A thrilling "Night Music" performance by the great jazz composer, bandleader and interstellar traveler. In the interview before he begins playing, Ra is asked by host David Sanborn to explain “the unique way” he conducts the Arkestra. “Well, I’m trying to acquaint them with outer space things,” Ra says. “I’m trying to get the planet ready for spacemen, because they’re sure to land soon.”

Conway Twitty, 'When You're Cool (The Sun Shines All the Time)' (1990)

Willnerian awesomeness in a nutshell: A "Night Music" performance featuring Conway Twitty, backed by the show’s great house band — with Sanborn on sax, Hiram Bullock on guitar and Omar Hakim on drums — while members of the Residents bop alongside. This really happened.

Elvis Costello, 'Weird Nightmare' (1992)

The title track from Willner’s tribute to the titanic bassist and composer Charles Mingus.

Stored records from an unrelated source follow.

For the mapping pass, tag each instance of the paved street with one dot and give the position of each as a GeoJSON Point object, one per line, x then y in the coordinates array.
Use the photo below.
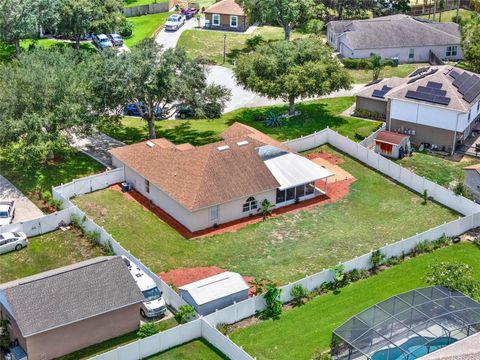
{"type": "Point", "coordinates": [25, 209]}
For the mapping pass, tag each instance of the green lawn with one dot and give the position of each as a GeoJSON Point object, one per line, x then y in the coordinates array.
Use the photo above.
{"type": "Point", "coordinates": [111, 344]}
{"type": "Point", "coordinates": [194, 350]}
{"type": "Point", "coordinates": [132, 3]}
{"type": "Point", "coordinates": [47, 252]}
{"type": "Point", "coordinates": [210, 43]}
{"type": "Point", "coordinates": [437, 169]}
{"type": "Point", "coordinates": [144, 27]}
{"type": "Point", "coordinates": [302, 331]}
{"type": "Point", "coordinates": [39, 178]}
{"type": "Point", "coordinates": [285, 248]}
{"type": "Point", "coordinates": [315, 116]}
{"type": "Point", "coordinates": [365, 76]}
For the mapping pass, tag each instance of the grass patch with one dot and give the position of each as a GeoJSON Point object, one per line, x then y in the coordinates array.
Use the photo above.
{"type": "Point", "coordinates": [281, 339]}
{"type": "Point", "coordinates": [285, 248]}
{"type": "Point", "coordinates": [144, 27]}
{"type": "Point", "coordinates": [47, 252]}
{"type": "Point", "coordinates": [361, 76]}
{"type": "Point", "coordinates": [315, 116]}
{"type": "Point", "coordinates": [194, 350]}
{"type": "Point", "coordinates": [437, 169]}
{"type": "Point", "coordinates": [210, 43]}
{"type": "Point", "coordinates": [41, 177]}
{"type": "Point", "coordinates": [111, 344]}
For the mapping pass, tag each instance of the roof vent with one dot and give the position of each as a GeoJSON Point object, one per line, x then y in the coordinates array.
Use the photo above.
{"type": "Point", "coordinates": [223, 148]}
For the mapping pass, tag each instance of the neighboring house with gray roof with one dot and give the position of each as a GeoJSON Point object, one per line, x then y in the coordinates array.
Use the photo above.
{"type": "Point", "coordinates": [439, 106]}
{"type": "Point", "coordinates": [57, 312]}
{"type": "Point", "coordinates": [400, 36]}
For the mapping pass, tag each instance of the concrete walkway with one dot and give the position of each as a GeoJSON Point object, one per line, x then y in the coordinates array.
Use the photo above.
{"type": "Point", "coordinates": [97, 146]}
{"type": "Point", "coordinates": [25, 209]}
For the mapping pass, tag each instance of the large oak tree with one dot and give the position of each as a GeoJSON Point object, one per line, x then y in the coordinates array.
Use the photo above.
{"type": "Point", "coordinates": [292, 70]}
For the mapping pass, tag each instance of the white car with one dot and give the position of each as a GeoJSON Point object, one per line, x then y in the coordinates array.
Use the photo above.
{"type": "Point", "coordinates": [153, 304]}
{"type": "Point", "coordinates": [7, 212]}
{"type": "Point", "coordinates": [175, 22]}
{"type": "Point", "coordinates": [12, 241]}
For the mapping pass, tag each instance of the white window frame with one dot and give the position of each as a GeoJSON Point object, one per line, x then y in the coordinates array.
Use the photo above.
{"type": "Point", "coordinates": [217, 17]}
{"type": "Point", "coordinates": [236, 21]}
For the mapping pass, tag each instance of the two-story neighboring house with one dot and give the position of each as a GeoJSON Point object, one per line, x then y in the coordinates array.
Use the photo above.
{"type": "Point", "coordinates": [437, 105]}
{"type": "Point", "coordinates": [406, 38]}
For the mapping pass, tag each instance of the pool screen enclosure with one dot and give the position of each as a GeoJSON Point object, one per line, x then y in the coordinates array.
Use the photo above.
{"type": "Point", "coordinates": [407, 326]}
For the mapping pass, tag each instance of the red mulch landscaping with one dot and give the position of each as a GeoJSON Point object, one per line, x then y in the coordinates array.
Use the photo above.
{"type": "Point", "coordinates": [330, 158]}
{"type": "Point", "coordinates": [184, 276]}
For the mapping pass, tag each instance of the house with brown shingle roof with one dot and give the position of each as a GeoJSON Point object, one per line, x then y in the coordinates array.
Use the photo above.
{"type": "Point", "coordinates": [204, 186]}
{"type": "Point", "coordinates": [226, 15]}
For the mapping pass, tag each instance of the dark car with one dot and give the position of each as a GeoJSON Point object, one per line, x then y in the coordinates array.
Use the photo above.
{"type": "Point", "coordinates": [116, 39]}
{"type": "Point", "coordinates": [189, 12]}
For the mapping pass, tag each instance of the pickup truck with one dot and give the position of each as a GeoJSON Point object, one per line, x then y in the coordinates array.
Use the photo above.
{"type": "Point", "coordinates": [7, 212]}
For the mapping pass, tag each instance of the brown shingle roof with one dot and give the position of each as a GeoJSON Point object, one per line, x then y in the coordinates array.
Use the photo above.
{"type": "Point", "coordinates": [226, 7]}
{"type": "Point", "coordinates": [390, 137]}
{"type": "Point", "coordinates": [203, 176]}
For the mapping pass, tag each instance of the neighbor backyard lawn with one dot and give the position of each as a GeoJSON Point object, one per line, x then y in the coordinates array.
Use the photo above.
{"type": "Point", "coordinates": [144, 27]}
{"type": "Point", "coordinates": [438, 169]}
{"type": "Point", "coordinates": [111, 344]}
{"type": "Point", "coordinates": [47, 252]}
{"type": "Point", "coordinates": [210, 43]}
{"type": "Point", "coordinates": [285, 248]}
{"type": "Point", "coordinates": [300, 332]}
{"type": "Point", "coordinates": [40, 177]}
{"type": "Point", "coordinates": [315, 116]}
{"type": "Point", "coordinates": [194, 350]}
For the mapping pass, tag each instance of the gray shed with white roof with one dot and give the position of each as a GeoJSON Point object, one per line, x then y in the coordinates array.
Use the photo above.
{"type": "Point", "coordinates": [215, 292]}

Elvis Costello searches his way through the dissonances, while a killer group of New York avant-jazz luminaries — including Bill Frisell, Marc Ribot and Henry Threadgill — whips up an eerie racket.

Lucinda Williams, 'Bonnie Portmore' (2006)

Among Willner’s most delightful projects were the two collections of traditional “Pirate Ballads, Sea Songs, and Chanteys” that he curated in 2006 and 2013. From the first of those records comes another example of Willner’s knack for pairing singer and song: Who else would have imagined that Lucinda Williams could sing a traditional Irish ballad, complete with a heart-tugging warble straight out of County Donegal?

Iggy Pop, 'Asshole Rules the Navy' (2013)

Another sea song — a very bawdy one — belted out by Iggy Pop, clearly relishing every last dirty word.